$A^3 = A^2$ How can $A$'s minimal polynomial look like?

Question

Let $K$ be a field and $A \in K^{n \times n}$ a matrix with $A^3 = A^2$. How can $A$'s minimal polynomial $\mu_A$ look like?

The only possibilities I could think of are

1. $A = 0$. Then the characteristic polynomial is $P_A(t) = -t^n$.
2. $A = E$, where $E$ is the $n \times n$ identity matrix. Then the characteristic polynomial is $P_A(t) = (1 -t)^n$.

I am surely missing some possibilities. How can I draw a conclusion about the minimal polynomial from characteristic polynomial, knowing that the exponents in the first are the sizes of the largest Jordan blocks.

Answer 1

Let $m(x)$ be the minimal polynomial. Because of Hamilton-Cayley's theorem, we have $m(x) | x^3-x^2$.
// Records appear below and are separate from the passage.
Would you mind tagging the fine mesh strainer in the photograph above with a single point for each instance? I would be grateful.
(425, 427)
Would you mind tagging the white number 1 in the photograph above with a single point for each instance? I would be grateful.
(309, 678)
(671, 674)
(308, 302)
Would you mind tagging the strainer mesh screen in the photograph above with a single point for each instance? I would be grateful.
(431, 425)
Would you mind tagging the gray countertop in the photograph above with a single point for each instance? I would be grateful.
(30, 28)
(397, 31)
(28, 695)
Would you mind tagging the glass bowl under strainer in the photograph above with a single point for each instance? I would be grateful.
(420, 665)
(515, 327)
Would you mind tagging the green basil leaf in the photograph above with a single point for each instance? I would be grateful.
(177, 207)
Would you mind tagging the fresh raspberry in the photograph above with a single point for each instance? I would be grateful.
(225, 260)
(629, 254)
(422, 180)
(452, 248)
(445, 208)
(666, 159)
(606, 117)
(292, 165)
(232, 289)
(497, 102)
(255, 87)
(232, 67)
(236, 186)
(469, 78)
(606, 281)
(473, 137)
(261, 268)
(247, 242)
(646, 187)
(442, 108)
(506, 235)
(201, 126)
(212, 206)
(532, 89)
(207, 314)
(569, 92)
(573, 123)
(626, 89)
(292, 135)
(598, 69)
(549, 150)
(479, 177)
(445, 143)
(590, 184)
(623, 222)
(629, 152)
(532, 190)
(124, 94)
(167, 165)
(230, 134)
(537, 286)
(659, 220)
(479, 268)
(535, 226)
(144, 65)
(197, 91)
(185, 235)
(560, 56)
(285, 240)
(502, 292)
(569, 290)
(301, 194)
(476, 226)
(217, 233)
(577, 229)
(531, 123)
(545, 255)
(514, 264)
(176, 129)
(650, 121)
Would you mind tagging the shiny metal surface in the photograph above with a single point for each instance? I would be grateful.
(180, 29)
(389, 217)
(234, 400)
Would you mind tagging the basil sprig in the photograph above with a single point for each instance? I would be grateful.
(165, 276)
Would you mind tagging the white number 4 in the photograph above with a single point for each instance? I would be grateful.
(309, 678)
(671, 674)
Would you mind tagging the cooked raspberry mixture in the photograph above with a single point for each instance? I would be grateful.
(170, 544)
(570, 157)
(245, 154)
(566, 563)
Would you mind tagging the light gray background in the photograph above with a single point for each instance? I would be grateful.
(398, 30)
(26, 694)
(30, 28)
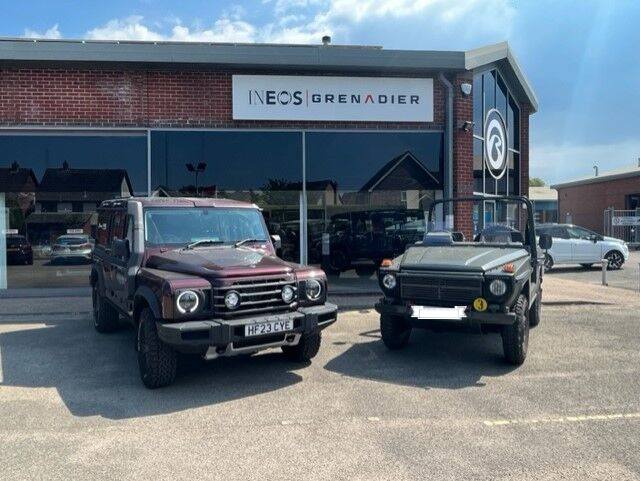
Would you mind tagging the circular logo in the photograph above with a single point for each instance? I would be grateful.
(480, 304)
(495, 144)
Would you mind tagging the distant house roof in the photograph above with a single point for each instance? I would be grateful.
(615, 174)
(543, 194)
(17, 179)
(422, 175)
(256, 56)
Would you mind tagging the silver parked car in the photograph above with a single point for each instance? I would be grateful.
(576, 245)
(72, 248)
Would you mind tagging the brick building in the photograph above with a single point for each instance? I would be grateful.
(267, 123)
(583, 201)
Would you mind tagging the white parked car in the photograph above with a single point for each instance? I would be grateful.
(577, 245)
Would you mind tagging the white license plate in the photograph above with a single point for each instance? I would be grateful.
(262, 328)
(439, 313)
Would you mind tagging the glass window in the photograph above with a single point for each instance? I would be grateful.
(264, 168)
(52, 185)
(366, 193)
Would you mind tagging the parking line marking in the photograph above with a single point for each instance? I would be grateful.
(563, 419)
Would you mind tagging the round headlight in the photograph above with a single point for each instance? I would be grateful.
(232, 300)
(187, 302)
(389, 281)
(288, 294)
(498, 287)
(313, 289)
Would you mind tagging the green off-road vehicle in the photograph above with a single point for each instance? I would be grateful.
(492, 282)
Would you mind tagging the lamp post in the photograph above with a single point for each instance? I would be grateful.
(196, 169)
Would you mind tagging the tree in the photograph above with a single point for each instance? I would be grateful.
(536, 182)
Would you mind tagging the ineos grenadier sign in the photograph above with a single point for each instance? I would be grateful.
(625, 221)
(280, 97)
(495, 144)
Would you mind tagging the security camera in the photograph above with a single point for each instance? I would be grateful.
(465, 88)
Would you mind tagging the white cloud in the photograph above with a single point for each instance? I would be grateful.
(130, 28)
(560, 162)
(53, 32)
(225, 29)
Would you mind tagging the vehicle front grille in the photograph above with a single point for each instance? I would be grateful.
(257, 295)
(435, 289)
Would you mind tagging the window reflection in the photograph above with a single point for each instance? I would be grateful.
(50, 187)
(369, 204)
(264, 168)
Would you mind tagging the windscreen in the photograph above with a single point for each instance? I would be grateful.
(187, 225)
(493, 221)
(72, 241)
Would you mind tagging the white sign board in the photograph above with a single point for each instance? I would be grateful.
(626, 220)
(373, 99)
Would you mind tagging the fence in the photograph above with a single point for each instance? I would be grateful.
(623, 224)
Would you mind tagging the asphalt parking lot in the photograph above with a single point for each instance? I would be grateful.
(72, 406)
(626, 278)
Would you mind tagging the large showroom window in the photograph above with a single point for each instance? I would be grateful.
(50, 186)
(263, 167)
(366, 193)
(490, 92)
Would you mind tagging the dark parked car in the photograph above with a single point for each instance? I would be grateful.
(360, 240)
(201, 276)
(491, 284)
(19, 250)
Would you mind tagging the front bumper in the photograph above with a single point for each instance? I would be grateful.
(470, 317)
(220, 337)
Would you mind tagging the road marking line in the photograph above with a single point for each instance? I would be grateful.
(565, 419)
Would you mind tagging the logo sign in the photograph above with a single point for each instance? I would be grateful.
(625, 221)
(280, 97)
(495, 144)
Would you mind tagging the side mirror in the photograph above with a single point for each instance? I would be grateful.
(121, 248)
(277, 241)
(545, 241)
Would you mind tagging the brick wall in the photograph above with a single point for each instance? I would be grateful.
(462, 155)
(586, 203)
(140, 98)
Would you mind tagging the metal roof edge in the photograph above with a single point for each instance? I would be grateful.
(595, 180)
(501, 51)
(332, 57)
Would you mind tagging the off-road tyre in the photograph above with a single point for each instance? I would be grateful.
(157, 361)
(615, 260)
(395, 331)
(535, 311)
(105, 316)
(515, 337)
(305, 350)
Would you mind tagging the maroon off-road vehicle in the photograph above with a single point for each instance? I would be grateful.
(201, 276)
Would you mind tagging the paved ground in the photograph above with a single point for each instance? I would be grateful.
(626, 278)
(72, 406)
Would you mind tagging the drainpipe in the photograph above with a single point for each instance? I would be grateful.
(448, 150)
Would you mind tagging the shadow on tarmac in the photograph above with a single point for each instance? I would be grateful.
(444, 360)
(98, 374)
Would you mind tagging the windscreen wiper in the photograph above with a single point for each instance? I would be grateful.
(244, 241)
(202, 242)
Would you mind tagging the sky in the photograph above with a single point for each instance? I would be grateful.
(581, 56)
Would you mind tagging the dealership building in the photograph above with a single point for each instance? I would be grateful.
(318, 136)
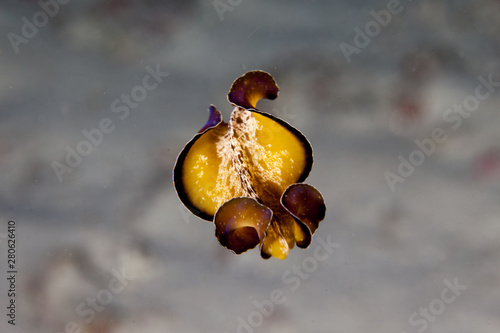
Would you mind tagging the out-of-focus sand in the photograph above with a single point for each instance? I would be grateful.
(117, 210)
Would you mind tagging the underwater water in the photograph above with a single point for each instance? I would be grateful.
(398, 99)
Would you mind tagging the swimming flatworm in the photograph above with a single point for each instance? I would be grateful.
(247, 175)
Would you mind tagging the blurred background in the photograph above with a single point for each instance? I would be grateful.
(86, 155)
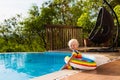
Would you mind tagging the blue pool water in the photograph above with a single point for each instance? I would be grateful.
(24, 66)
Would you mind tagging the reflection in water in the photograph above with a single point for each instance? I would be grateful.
(11, 66)
(22, 66)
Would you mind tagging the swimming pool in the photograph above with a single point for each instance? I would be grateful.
(24, 66)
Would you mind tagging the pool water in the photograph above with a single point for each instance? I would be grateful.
(24, 66)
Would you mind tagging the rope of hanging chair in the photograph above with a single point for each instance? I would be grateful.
(102, 30)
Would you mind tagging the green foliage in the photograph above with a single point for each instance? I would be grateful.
(117, 11)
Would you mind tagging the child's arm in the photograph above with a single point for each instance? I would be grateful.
(68, 63)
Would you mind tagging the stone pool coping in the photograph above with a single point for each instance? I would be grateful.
(108, 71)
(66, 74)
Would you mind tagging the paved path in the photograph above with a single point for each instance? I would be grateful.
(109, 71)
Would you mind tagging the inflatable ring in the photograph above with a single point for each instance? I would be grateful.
(82, 64)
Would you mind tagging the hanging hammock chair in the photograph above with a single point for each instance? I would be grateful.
(103, 29)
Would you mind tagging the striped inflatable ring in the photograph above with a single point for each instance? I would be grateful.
(81, 64)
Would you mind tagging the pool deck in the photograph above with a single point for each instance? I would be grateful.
(108, 71)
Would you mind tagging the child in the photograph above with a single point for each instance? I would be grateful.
(73, 45)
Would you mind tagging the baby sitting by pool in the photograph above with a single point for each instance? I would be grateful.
(77, 61)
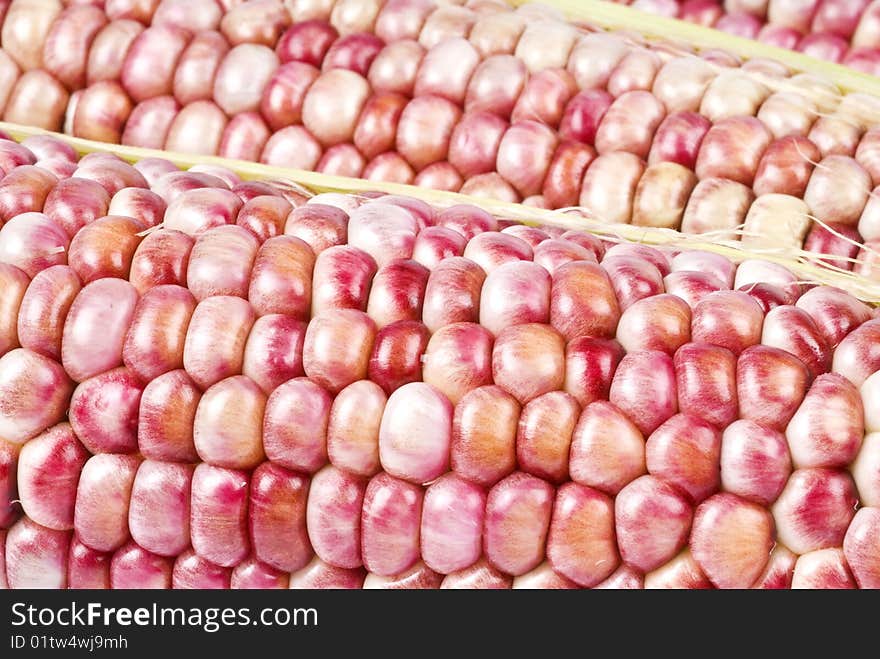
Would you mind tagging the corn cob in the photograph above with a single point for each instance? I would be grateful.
(842, 31)
(235, 385)
(701, 144)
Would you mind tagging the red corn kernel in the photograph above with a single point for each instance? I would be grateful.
(219, 514)
(102, 500)
(166, 417)
(151, 60)
(858, 356)
(397, 292)
(590, 365)
(161, 258)
(274, 349)
(484, 435)
(542, 446)
(583, 301)
(24, 189)
(452, 294)
(607, 450)
(714, 265)
(661, 195)
(644, 388)
(105, 248)
(755, 462)
(860, 549)
(244, 137)
(678, 139)
(827, 429)
(623, 578)
(518, 511)
(341, 278)
(727, 319)
(306, 41)
(786, 167)
(436, 244)
(609, 186)
(10, 504)
(581, 543)
(144, 205)
(396, 66)
(220, 262)
(277, 516)
(847, 180)
(779, 571)
(492, 249)
(397, 354)
(682, 572)
(319, 225)
(416, 433)
(155, 341)
(15, 283)
(353, 427)
(32, 242)
(333, 516)
(196, 211)
(583, 115)
(661, 322)
(324, 359)
(458, 359)
(629, 124)
(452, 524)
(771, 384)
(228, 427)
(495, 86)
(159, 511)
(215, 339)
(354, 52)
(528, 360)
(191, 571)
(793, 330)
(197, 67)
(474, 142)
(731, 540)
(685, 452)
(546, 97)
(468, 221)
(384, 231)
(75, 202)
(825, 569)
(718, 207)
(34, 394)
(706, 376)
(43, 311)
(515, 293)
(390, 521)
(732, 149)
(632, 278)
(36, 557)
(294, 428)
(48, 472)
(652, 521)
(104, 411)
(815, 509)
(281, 280)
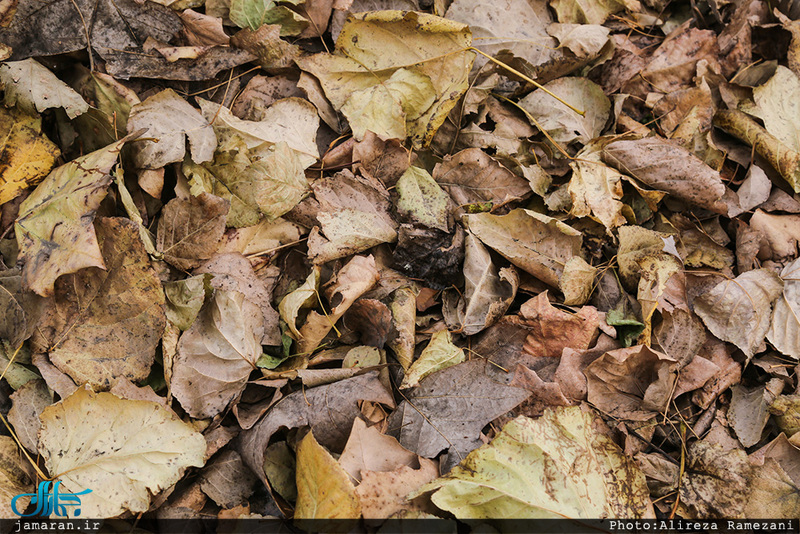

So $m(x)$ can be $x,x-1$ (as you said) , but also

• $x(x-1)$ for example in $$\begin{bmatrix} 1 & 0 \\ 0 & 0 \end{bmatrix}$$
• $x^2$ for example in $$\begin{bmatrix} 0 & 1 \\ 0 & 0 \end{bmatrix}$$
• $x^2(x-1)$ for example in $$\begin{bmatrix} 1 & 0 & 0 \\ 0 & 0 & 1 \\ 0 & 0 & 0 \end{bmatrix}$$

In general, given a polynomial $p$ such that $p(A)=0$ any $m(x) | p(x)$ can be $A$'s minimal polynomial.